Page 92 of Mine to Hunt


Font Size:

"Does it matter?"

I don't know anymore.

"We both know it doesn't." He closes the distance between us, pulling me in. "Because you came here anyway. You found me."

"I didn't?—"

"You did." His gaze drops to my mouth. "You're so desperate to feel something that your own mind built me a door."

His hand lifts to my face, fingers tracing along my jaw with a tenderness that makes my bones soft. I lean into the touch before I can think better of it.

He's right.

I'm starving for contact that doesn't come with conditions attached. For words that don't wound. For someone to look at me without pity or rage in their eyes.

"I don't know what I want," I whisper.

"Yes, you do." He's so close now. Close enough that I can feel his breath on my lips. "You're just terrified to take it."

"I don't know how anymore."

His fingers twist into my hair, grip tightening until my scalp tingles.

"Then let me show you."

My heart is beating out of my chest. "You don't know me."

"I know you're disappearing." He tips my face up, eyes raking over me. "I know you used to be someone else. Someone who laughed. Someone who burned so bright people couldn't look away."

My throat tightens. "That woman is gone."

"No. She's still here."

He leans down, pressing his lips softly to my forehead. Then my temple. My jaw. His mouth drifts slowly, tracing a path down my throat, along my collarbone, and finally to my heart.

He pauses there, peering up at me. His breath ghosts across my skin, and I feel my nipple harden in response, heat flooding through me.

"She's just hiding," he murmurs against my skin. "Waiting to be found."

Then find me.

Rip me open. Pull me back to the surface.

I don't know how to breathe or respond or even move. I know I'm locked in a dream, but this feels so real it hurts.

He straightens, and I keep my eyes on his as he towers over me again. His lips barely brush mine—not a kiss, just a graze—but it's enough to make me lose my mind.

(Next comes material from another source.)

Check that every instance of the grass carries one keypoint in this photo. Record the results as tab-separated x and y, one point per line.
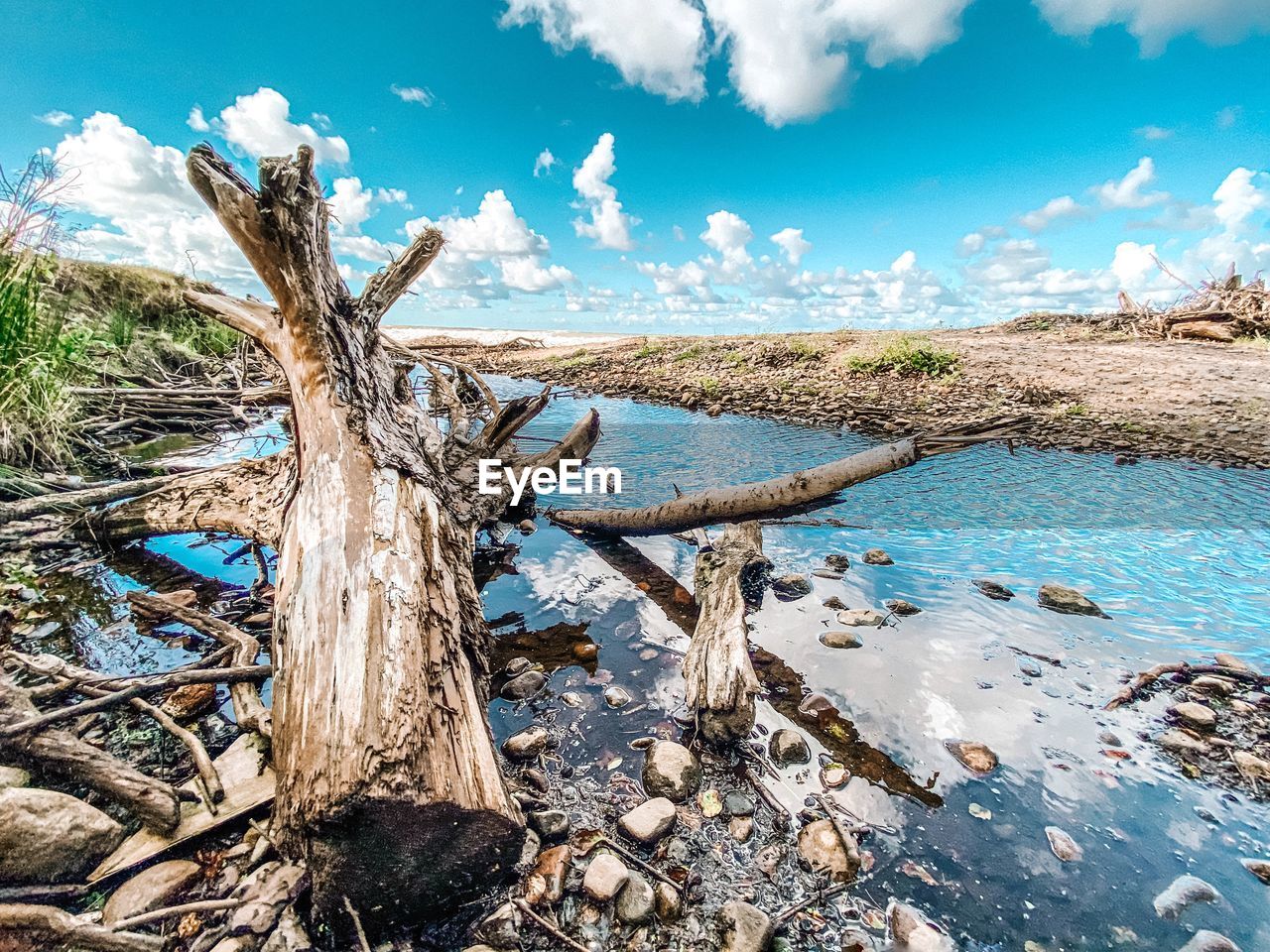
906	356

My lips part on instinct, chasing the contact, but he pulls back just far enough to make me ache.

"Tell me to stop. Tell me this is wrong, and I'll walk away."

I should push him back and remember where I am, who I belong to, what happens to women in this house who want things they're not allowed to have. What if?—

There is no what if. This isn't real. Just do it.

I fist my hands in his shirt and pull him down to me.

The kiss ignites something I thought had died years ago.